De l'étude des éléments du système de significations au Cameroun, il ressort en définitive que la logique de la dette communautaire qui, comme nous l'avons vu, fonde quelquefois encore le comportement électoral, se trouve en profonde évolution et que cette évolution paraît tout particulièrement accélérée dans les métropoles du pays puisque des tentatives nombreuses s'y inscrivent désormais dans le champ social extra-communautaire et engendrent un processus généralisé d'individualisation subjective.
C'est du moins ce qui nous est apparu à la lumière de la réalité contemporaine dans ces villes dont nous avons montré qu'à l'épreuve de la crise, cette réalité s'est caractérisée par la précarisation et par la problématisation des solidarités communautaires : la dette y a perdu sa massivité absolue ; elle y est devenu relative ; elle est dorénavant celle que l'on assume en connaissance de cause, à l'égard de qui est ou a été, précisément un créancier digne d'être "payé de retour" ; elle est aussi ce contre-don que l'on consent désormais non plus par solidarité "automatique", mais par solidarité sélective et raisonnée. Les rapports sociaux continuent certes de s'étayer sur des logiques sociales et des habitus "traditionnels", mais de plus en plus ceux-ci paraissent en porte-à-faux, dans un nombre grandissant de situations et pour un nombre grandissant d'individus.
Il s’avère donc nécessaire de considérer comme dorénavant obsolète le mythe d'une Afrique Noire comme terre d'élection par excellence des formes de sociabilités uniquement communautaires qui rivent les individus à des solidarités protectrices, et qui font obstacle à leur individualisation, c'est-à-dire à leur émergence comme acteurs autonomes. 567 La nature essentiellement holiste de la société africaine et le caractère communautaire de la personnalité africaine, qui demeurent des lieux communs d’une certaine littérature africaniste méritent sans doute aujourd'hui pour le moins d'être époussetés, dynamisés et diachronisés.
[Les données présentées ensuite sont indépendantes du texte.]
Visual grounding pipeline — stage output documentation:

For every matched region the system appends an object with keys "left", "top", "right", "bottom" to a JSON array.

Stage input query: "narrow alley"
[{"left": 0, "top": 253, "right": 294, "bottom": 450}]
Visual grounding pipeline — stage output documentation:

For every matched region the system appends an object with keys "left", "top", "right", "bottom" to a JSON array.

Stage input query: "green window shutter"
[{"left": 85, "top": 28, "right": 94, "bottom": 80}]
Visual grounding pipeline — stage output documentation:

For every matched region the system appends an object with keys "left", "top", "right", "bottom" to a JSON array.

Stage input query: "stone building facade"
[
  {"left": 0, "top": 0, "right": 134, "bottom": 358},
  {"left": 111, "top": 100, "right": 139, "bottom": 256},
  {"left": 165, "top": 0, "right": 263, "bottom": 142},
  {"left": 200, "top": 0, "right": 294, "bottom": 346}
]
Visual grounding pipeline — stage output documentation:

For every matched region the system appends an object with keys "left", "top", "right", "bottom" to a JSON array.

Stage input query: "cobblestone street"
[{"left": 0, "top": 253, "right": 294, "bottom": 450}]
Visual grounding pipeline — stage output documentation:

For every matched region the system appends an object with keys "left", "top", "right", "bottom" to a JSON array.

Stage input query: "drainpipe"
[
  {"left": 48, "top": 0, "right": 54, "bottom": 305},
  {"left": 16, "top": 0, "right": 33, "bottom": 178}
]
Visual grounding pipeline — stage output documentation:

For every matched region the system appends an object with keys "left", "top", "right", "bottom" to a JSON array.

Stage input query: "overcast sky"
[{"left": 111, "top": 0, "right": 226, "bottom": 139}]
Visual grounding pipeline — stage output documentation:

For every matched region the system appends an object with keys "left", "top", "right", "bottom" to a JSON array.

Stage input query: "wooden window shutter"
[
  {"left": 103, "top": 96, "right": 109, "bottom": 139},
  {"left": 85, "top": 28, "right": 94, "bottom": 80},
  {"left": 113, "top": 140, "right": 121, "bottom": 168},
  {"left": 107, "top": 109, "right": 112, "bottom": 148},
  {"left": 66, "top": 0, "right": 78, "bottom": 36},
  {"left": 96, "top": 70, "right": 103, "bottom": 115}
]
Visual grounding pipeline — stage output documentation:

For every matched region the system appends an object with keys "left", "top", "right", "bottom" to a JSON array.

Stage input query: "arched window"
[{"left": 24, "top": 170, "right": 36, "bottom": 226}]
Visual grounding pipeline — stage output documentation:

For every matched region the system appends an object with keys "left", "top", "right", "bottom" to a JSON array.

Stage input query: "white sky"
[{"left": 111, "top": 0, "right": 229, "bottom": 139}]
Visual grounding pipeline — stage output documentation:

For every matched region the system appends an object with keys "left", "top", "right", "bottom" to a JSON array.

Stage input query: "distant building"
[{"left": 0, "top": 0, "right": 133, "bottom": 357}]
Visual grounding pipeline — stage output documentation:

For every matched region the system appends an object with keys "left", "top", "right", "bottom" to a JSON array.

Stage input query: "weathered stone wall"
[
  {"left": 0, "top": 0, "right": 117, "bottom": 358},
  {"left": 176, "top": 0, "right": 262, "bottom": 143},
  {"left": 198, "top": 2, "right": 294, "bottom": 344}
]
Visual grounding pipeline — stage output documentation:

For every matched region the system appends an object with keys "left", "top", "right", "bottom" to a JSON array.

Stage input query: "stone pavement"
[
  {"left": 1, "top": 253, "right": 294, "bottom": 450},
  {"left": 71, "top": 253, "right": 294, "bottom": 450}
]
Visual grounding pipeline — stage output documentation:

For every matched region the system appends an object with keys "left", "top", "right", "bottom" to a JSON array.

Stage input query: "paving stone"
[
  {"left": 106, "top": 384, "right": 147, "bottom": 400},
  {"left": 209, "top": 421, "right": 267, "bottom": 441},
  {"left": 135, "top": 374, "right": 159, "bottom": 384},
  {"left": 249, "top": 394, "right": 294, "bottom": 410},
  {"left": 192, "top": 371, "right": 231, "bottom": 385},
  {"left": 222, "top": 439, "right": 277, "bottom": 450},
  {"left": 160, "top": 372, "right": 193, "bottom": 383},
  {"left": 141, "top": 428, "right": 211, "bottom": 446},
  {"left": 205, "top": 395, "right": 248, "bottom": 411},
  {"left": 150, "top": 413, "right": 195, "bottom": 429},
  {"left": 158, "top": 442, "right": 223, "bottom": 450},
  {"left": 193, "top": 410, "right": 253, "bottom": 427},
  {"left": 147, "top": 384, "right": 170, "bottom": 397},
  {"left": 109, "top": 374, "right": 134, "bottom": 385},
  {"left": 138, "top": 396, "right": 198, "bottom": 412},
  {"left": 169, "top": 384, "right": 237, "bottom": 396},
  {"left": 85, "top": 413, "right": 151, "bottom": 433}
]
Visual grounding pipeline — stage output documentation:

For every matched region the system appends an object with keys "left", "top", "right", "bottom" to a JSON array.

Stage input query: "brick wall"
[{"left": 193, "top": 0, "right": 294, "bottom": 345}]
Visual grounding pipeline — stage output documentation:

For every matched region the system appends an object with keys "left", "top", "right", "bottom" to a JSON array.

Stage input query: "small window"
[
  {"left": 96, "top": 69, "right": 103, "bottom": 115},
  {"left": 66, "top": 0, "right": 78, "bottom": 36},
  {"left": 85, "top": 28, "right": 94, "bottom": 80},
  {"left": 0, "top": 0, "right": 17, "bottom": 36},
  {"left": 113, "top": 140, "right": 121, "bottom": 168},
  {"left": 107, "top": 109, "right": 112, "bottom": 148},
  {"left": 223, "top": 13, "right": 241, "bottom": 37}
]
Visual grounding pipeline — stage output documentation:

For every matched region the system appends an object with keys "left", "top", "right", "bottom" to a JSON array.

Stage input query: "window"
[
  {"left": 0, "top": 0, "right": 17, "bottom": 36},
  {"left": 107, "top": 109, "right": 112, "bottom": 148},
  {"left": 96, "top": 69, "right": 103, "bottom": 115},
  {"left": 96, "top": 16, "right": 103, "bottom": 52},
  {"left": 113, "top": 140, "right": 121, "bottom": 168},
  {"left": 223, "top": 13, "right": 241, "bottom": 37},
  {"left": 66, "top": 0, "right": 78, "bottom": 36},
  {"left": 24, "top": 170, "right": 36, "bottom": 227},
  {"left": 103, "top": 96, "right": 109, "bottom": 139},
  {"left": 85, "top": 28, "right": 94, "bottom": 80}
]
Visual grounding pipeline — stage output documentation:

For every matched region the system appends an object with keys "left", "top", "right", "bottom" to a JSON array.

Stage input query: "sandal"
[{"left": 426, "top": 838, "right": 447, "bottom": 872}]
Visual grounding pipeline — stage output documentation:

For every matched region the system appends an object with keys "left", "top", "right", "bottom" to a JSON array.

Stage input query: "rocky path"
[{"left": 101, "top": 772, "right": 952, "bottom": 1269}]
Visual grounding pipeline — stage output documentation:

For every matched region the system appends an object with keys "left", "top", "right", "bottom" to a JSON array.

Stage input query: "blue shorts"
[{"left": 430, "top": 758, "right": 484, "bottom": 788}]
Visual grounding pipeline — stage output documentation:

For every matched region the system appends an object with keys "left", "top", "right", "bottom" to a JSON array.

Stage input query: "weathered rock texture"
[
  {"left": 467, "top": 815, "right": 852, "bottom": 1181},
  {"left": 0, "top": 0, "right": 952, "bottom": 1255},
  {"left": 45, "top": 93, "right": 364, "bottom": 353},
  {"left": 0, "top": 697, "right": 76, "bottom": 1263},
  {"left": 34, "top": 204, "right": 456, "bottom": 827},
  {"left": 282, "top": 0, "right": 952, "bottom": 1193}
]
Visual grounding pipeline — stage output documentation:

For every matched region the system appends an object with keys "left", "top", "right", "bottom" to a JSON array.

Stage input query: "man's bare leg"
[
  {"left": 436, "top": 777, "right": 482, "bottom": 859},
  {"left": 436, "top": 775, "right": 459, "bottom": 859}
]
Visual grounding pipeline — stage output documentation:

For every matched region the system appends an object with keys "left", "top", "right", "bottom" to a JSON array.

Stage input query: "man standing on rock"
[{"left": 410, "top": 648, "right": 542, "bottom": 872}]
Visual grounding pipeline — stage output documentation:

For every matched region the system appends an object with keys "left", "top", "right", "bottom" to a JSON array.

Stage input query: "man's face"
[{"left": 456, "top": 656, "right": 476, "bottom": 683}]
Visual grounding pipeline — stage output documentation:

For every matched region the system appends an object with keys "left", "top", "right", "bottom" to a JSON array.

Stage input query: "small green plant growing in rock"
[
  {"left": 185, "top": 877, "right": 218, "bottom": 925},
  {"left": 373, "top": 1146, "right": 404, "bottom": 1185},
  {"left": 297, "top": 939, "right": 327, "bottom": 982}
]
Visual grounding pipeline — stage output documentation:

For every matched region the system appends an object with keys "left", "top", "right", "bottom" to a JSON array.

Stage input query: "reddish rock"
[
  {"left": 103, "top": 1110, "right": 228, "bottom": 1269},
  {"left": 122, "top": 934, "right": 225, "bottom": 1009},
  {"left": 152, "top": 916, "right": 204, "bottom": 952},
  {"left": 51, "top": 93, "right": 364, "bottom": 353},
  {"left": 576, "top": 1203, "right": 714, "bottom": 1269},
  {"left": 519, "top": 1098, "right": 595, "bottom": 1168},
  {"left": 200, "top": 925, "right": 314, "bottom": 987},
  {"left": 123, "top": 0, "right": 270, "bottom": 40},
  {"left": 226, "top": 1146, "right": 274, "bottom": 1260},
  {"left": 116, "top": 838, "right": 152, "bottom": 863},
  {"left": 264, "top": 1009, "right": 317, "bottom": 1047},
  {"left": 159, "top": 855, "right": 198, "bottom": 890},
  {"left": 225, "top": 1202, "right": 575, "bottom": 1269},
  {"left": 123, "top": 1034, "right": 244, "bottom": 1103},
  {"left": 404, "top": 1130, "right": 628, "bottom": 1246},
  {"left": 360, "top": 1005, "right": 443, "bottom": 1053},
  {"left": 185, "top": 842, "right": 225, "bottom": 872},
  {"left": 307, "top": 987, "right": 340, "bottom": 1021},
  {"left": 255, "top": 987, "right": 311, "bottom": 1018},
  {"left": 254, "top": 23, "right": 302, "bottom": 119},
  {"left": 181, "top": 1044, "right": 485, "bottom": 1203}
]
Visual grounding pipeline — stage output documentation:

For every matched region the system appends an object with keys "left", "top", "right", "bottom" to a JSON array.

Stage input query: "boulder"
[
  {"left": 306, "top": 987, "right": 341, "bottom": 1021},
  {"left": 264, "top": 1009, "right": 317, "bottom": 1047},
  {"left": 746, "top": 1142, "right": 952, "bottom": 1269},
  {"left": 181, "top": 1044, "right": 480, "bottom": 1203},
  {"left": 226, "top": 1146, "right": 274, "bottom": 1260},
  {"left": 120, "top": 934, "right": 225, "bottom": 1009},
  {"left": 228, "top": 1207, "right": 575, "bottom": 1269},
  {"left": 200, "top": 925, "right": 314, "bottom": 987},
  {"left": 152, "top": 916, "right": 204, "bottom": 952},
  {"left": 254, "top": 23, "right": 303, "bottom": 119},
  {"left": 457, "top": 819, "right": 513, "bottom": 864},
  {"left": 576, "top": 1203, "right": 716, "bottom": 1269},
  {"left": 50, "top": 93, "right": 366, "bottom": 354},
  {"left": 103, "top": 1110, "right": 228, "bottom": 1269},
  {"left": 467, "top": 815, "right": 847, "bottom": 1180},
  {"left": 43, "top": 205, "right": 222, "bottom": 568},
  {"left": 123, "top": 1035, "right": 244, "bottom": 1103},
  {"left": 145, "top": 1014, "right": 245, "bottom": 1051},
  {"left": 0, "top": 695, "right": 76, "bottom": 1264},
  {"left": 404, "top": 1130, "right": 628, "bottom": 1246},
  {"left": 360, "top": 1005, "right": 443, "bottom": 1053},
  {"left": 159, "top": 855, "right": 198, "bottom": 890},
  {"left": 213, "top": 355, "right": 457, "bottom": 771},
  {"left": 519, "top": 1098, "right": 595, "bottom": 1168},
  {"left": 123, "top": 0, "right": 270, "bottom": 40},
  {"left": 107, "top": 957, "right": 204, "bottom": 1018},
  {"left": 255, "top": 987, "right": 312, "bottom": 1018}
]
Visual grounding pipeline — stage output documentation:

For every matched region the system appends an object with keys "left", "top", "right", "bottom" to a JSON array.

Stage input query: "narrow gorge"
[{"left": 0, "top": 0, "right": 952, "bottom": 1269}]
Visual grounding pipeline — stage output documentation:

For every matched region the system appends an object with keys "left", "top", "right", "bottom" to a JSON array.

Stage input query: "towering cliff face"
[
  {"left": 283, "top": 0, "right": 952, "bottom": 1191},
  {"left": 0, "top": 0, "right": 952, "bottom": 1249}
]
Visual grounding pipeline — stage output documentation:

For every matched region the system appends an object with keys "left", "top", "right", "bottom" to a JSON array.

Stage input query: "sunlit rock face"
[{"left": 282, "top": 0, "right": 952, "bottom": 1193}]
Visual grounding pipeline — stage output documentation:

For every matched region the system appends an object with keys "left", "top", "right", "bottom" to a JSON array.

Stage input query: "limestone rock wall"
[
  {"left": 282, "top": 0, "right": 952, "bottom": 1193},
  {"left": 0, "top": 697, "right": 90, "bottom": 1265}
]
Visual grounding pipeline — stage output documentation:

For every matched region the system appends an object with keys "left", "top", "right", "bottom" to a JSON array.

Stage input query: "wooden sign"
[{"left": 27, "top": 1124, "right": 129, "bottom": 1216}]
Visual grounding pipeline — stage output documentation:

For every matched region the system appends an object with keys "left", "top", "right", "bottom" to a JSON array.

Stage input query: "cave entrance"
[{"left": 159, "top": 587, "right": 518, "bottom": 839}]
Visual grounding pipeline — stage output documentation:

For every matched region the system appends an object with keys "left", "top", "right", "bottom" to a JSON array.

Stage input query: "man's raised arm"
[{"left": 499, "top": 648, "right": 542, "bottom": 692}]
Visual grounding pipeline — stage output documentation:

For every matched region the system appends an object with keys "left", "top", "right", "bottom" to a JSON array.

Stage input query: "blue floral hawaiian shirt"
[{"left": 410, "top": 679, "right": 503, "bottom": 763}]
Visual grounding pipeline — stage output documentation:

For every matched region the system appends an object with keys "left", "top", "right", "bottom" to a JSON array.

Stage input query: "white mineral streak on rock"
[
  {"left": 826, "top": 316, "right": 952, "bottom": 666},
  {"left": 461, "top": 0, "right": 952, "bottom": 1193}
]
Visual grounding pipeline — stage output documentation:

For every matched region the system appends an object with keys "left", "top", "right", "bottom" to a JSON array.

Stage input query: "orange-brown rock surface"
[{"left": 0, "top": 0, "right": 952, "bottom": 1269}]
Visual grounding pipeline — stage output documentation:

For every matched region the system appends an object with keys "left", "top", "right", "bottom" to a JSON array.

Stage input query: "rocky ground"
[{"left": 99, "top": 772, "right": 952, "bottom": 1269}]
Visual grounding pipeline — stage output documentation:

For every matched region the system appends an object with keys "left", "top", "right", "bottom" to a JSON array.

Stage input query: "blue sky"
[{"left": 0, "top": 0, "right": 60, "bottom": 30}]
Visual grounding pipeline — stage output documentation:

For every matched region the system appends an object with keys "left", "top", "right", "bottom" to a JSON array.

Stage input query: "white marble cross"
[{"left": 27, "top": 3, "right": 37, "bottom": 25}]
Si l’on veut admettre que la modernité est une dans ses grands principes, et que les voies de la modernisation, les modèles du changement restent multiples et nationaux, la modernité africaine en général et celle du Cameroun en particulier nous semble dorénavant avoir pour marque essentielle de combiner deux logiques apparemment contradictoires : d'un côté la logique universelle de la modernité (marchande, urbaine, étatique, bureaucratique, scripturaire) et de l'autre côté une logique spécifique de traditions hiérarchiques, communautaires, autoritaires, gérontocratiques qui s'est incarnée dans l'État patrimonial, dans le despotisme, le culte du chef et dans le clientélisme, ce système d'intégration politique se développant dans la continuité de la logique communautaire de la dette dont la remise en cause se traduit aujourd'hui, en ville mais aussi dans la brousse la plus éloignée, par le changement que nous essayons de souligner dans ce travail.
C'est en effet d'un mythe qu'il s'agit désormais. Mythe tout de même tenace et largement répandu bien que régulièrement dénoncé (par Marc Augé par exemple), selon lequel l'Afrique des villages est le royaume des consensus, le monde collectif dans lequel l'individu se fond voire se dissout, dans la communauté : Ce mythe est bien illustré par les ouvrages d'un Guy Belloncle par exemple. Et nombreux sont toujours les sociologues ou anthropologues européens et même Africains, qui succombent à ce mythe. Cf. Augé (M), "L'illusion villageoise", Archives internationales de sociologie de la coopération et du développement, 1975, 34. Cf. Belloncle (G), La question paysanne en Afrique noire, Paris Karthala, 1982 ; et du même auteur, Participation paysanne et aménagements hydro - agricoles, Paris, Karthala, 1985.